Sodexo and Zeta will be a formidable pair to beat. Thanks to Zeta’s products, the two companies can now offer a unified offering across all employee benefits, including features such as LTAs and medical reimbursements. Sodexo also appears to have latched on to a digital partner just in time — RBI guidelines mandate that physical coupons be phased out by the end of the year. The fact that Paytm is aggressively eyeing this space could’ve also hasted the deal. With 220 million wallet users, and tie ups with 5 million offline merchants, Paytm is incredibly well positioned to make a dent in the food vouchers business. It already has the people who use food coupons on its platform, and it’s accepted at most places where these people use food coupons. All it needed was a product to tie these use cases together, and knowing Paytm, it doesn’t long for the company to make inroads into new sectors.
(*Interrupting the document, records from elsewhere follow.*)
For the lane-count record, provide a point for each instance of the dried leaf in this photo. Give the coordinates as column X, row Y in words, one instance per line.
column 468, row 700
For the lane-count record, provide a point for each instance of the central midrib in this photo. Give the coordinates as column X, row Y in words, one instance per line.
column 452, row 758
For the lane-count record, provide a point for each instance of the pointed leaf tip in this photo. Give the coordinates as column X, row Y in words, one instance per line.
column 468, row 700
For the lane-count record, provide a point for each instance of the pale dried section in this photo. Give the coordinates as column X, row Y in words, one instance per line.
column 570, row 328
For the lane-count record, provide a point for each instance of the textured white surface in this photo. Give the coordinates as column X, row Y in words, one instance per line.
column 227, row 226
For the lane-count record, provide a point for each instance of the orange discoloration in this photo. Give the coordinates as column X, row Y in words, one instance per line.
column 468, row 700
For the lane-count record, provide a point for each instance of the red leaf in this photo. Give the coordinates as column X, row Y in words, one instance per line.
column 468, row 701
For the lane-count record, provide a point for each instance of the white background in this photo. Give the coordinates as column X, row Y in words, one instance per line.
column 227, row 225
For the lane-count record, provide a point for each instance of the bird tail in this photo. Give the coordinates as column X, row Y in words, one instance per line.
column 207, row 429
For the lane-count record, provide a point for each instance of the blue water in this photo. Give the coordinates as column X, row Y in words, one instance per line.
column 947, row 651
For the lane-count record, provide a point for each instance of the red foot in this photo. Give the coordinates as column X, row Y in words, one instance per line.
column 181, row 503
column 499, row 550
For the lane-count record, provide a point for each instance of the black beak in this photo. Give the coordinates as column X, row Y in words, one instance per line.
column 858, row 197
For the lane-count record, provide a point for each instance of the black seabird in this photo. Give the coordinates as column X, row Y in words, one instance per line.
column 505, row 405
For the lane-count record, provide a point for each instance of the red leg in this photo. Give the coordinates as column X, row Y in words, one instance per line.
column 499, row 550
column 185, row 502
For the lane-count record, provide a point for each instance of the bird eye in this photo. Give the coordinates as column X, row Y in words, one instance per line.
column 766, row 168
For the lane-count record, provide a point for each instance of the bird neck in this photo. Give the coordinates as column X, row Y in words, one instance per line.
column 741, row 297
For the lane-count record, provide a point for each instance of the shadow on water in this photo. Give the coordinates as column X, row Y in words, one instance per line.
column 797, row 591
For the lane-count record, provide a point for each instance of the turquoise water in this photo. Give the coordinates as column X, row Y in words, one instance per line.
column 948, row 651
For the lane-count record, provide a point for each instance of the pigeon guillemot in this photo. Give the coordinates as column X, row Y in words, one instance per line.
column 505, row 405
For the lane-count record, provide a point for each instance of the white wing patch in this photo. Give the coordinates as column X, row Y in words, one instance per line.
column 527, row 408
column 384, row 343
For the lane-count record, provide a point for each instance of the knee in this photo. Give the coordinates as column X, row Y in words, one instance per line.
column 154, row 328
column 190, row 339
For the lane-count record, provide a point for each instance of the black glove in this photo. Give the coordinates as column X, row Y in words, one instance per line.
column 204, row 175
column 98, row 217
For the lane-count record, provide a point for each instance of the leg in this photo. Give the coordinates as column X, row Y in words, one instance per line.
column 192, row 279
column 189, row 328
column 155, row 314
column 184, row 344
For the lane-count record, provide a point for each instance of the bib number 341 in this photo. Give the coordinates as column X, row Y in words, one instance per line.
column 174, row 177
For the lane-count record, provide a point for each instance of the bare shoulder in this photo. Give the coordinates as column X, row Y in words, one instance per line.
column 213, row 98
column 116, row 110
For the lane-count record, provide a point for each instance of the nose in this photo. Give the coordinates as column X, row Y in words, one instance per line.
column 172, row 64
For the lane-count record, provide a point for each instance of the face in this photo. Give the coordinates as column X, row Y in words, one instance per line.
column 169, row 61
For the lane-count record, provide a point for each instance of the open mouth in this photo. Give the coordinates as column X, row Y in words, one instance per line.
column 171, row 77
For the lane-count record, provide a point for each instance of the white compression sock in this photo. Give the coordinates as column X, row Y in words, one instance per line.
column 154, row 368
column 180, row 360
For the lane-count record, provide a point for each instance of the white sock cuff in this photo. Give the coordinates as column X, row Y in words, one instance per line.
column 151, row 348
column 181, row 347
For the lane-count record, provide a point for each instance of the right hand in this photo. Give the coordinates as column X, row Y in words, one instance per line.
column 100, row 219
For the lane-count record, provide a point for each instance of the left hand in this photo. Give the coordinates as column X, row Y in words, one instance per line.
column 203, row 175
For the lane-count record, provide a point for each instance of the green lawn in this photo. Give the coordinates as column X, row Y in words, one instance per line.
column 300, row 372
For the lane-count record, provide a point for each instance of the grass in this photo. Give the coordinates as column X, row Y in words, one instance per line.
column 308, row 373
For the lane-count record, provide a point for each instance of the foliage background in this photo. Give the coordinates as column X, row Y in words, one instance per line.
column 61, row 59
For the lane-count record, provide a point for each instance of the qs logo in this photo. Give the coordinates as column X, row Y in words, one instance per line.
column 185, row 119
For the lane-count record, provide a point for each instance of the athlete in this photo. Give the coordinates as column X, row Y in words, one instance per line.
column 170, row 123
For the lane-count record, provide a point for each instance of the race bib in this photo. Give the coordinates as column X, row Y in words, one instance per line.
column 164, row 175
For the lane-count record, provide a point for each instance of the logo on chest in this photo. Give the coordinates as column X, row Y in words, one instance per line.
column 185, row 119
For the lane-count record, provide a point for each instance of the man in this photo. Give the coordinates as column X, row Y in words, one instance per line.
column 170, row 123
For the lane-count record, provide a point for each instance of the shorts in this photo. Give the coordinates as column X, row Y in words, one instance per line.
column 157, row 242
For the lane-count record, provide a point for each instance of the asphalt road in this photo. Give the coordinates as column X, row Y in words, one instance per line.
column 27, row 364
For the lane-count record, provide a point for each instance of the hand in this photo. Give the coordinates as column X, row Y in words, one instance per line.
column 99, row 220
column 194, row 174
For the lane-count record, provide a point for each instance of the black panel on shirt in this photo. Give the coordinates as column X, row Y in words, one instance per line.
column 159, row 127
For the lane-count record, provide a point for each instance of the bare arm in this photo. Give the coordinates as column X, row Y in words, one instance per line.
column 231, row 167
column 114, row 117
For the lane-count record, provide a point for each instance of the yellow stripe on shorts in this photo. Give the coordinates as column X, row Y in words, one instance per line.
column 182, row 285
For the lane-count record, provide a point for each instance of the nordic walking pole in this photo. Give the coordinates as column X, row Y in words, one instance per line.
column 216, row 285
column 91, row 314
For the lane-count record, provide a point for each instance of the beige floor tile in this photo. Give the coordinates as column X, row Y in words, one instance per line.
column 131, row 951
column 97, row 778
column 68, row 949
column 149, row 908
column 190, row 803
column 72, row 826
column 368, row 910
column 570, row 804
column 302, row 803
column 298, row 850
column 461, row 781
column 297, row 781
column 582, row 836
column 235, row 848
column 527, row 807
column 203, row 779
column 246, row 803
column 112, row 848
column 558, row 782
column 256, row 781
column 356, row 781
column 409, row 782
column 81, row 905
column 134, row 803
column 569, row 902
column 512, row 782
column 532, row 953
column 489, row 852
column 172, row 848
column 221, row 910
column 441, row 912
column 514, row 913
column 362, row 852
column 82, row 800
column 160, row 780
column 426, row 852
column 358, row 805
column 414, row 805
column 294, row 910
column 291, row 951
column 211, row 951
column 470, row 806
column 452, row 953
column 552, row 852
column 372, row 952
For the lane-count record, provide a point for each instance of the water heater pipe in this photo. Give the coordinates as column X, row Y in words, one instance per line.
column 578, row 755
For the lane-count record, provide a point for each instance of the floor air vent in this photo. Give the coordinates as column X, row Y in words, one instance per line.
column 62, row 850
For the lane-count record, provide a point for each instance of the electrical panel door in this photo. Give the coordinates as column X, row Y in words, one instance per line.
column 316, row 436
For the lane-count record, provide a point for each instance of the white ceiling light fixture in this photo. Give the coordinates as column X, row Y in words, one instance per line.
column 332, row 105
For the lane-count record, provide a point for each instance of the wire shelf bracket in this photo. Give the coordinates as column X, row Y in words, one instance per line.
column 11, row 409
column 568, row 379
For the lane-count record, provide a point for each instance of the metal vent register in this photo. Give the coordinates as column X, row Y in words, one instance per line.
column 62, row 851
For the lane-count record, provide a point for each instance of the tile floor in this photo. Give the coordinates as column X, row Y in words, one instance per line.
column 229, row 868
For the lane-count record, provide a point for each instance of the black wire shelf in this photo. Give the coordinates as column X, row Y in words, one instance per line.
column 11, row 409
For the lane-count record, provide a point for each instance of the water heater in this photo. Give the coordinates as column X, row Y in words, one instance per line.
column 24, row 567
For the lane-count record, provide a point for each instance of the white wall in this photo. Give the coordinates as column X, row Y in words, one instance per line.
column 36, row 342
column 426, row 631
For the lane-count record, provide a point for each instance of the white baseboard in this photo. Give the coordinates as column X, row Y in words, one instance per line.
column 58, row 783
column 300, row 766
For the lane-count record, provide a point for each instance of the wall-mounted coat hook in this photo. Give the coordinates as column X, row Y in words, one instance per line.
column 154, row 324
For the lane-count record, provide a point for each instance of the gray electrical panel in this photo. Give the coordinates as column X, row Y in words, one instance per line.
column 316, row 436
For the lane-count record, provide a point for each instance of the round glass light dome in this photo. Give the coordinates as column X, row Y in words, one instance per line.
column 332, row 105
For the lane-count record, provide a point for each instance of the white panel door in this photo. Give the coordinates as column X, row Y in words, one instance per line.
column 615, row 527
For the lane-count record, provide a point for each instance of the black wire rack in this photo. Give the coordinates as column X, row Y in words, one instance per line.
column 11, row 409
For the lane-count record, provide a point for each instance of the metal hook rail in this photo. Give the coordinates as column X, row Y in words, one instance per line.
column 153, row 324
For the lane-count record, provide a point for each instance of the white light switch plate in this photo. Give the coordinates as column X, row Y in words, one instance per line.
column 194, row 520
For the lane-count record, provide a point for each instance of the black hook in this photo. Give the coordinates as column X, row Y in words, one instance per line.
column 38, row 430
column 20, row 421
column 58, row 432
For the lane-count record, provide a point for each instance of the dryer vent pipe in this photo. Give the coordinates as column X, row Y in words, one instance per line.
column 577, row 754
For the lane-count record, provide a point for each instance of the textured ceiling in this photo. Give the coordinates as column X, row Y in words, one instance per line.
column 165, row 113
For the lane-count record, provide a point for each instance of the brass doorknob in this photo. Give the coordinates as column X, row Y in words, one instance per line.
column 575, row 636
While it remains to be seen who wins this space, these recent moves set up a tantalizing battle between two of India’s youngest billionaires. Paytm CEO Vijay Shekhar Sharma is 38 and worth $1.3 billion; Zeta founder Bhavin Tukakhia is 37 and also $1.3 billion. Although food vouchers are neither’s primary focus – Paytm is a payments company, and Turakhia earned his fortune through other companies such as Directi, Media.net and CodeChef, neither will be willing to cede ground. Both Sharma and Turakhia are competitive personalities, and through the food vouchers business, might just be eyeing each other’s lunch.